The big question now is can I make the search UI not put those error messages in the messages menu. They make my users very nervious.
@heroku_curzonj Can you please share the query to compare count of splunk indexers buckets older than 90 days from the current date with the hadoop data roll archived buckets.
Recently I have archived buckets of _internal index(older than 90 days) from one site of splunk indexers to Hadoop cluster using https://docs.splunk.com/Documentation/Splunk/8.0.3/Indexer/ArchivingindexestoHadoop.
I see buckets copied to Hadoop cluster and I am able to view events from archived index.
But my challenge here is I see more buckets count in Hadoop cluster than in the splunk indexers from the dashboards Settings->virtual indexes -> archived indexes-> View dashboards
I used SPL query "dbinspect index=_internal |stats count by splunk_server |addcoltotals" with the time range older than 90 days.
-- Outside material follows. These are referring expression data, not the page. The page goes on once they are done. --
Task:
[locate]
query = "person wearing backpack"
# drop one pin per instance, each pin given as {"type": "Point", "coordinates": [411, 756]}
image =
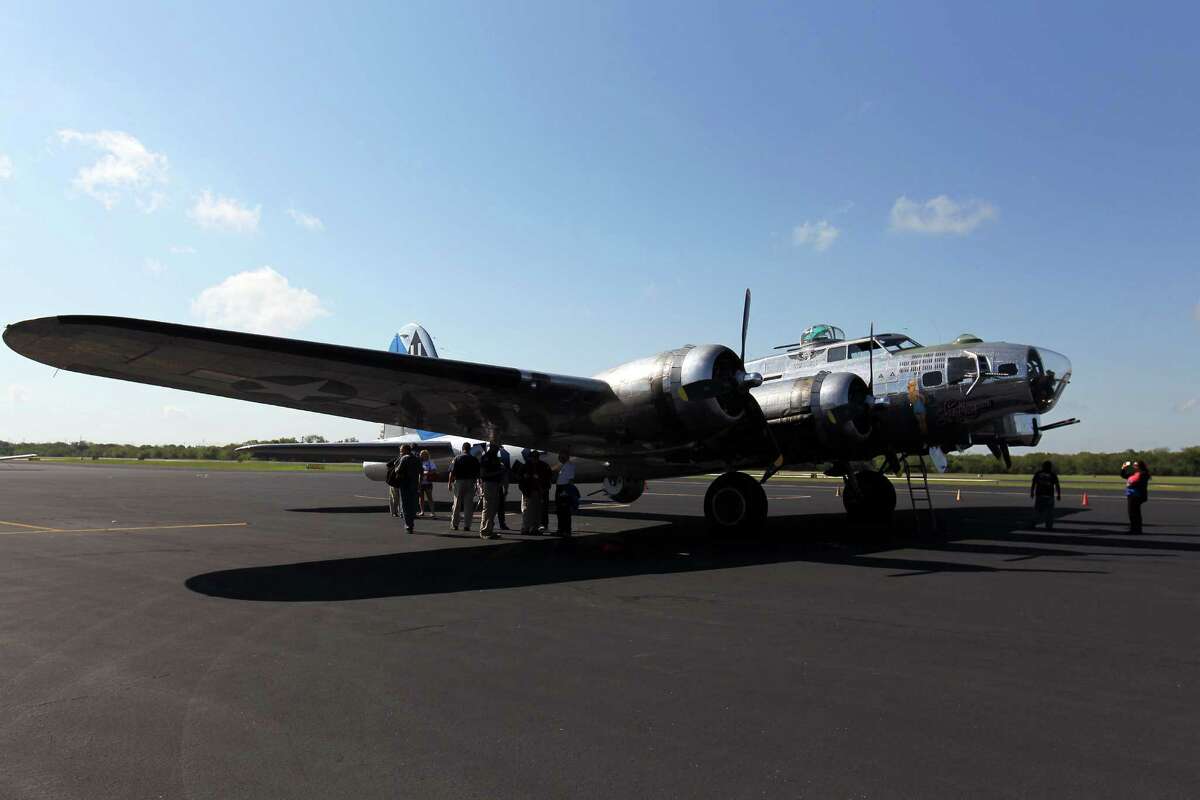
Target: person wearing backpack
{"type": "Point", "coordinates": [393, 479]}
{"type": "Point", "coordinates": [405, 480]}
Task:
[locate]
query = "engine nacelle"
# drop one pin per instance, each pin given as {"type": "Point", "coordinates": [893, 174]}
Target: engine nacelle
{"type": "Point", "coordinates": [375, 470]}
{"type": "Point", "coordinates": [654, 404]}
{"type": "Point", "coordinates": [841, 409]}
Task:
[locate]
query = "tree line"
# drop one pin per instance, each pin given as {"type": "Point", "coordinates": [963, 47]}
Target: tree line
{"type": "Point", "coordinates": [142, 452]}
{"type": "Point", "coordinates": [1161, 461]}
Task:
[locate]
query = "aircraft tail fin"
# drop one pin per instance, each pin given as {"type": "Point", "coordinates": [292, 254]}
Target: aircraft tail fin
{"type": "Point", "coordinates": [415, 341]}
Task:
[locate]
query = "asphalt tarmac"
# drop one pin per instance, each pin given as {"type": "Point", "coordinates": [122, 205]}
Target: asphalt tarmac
{"type": "Point", "coordinates": [172, 633]}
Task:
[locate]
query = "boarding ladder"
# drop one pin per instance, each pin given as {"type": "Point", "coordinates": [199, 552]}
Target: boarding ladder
{"type": "Point", "coordinates": [924, 519]}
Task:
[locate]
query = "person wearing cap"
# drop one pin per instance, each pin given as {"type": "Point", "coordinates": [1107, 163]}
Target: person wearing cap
{"type": "Point", "coordinates": [507, 463]}
{"type": "Point", "coordinates": [425, 492]}
{"type": "Point", "coordinates": [1137, 476]}
{"type": "Point", "coordinates": [535, 480]}
{"type": "Point", "coordinates": [408, 479]}
{"type": "Point", "coordinates": [567, 495]}
{"type": "Point", "coordinates": [491, 473]}
{"type": "Point", "coordinates": [1044, 488]}
{"type": "Point", "coordinates": [463, 475]}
Please help me in knowing what went wrong in my above approach or share the exact query to get the comparison of buckets count between archived index and splunk index
@svelagala I'm sorry, I no longer with with the splunk systems and don't have notes on this topic anymore.
Did you get an answer on how to suppress these bulletin messages?
No, we never did get an answer. We just told users frequently enough to ignore them that they eventually listened. There errors are still present today.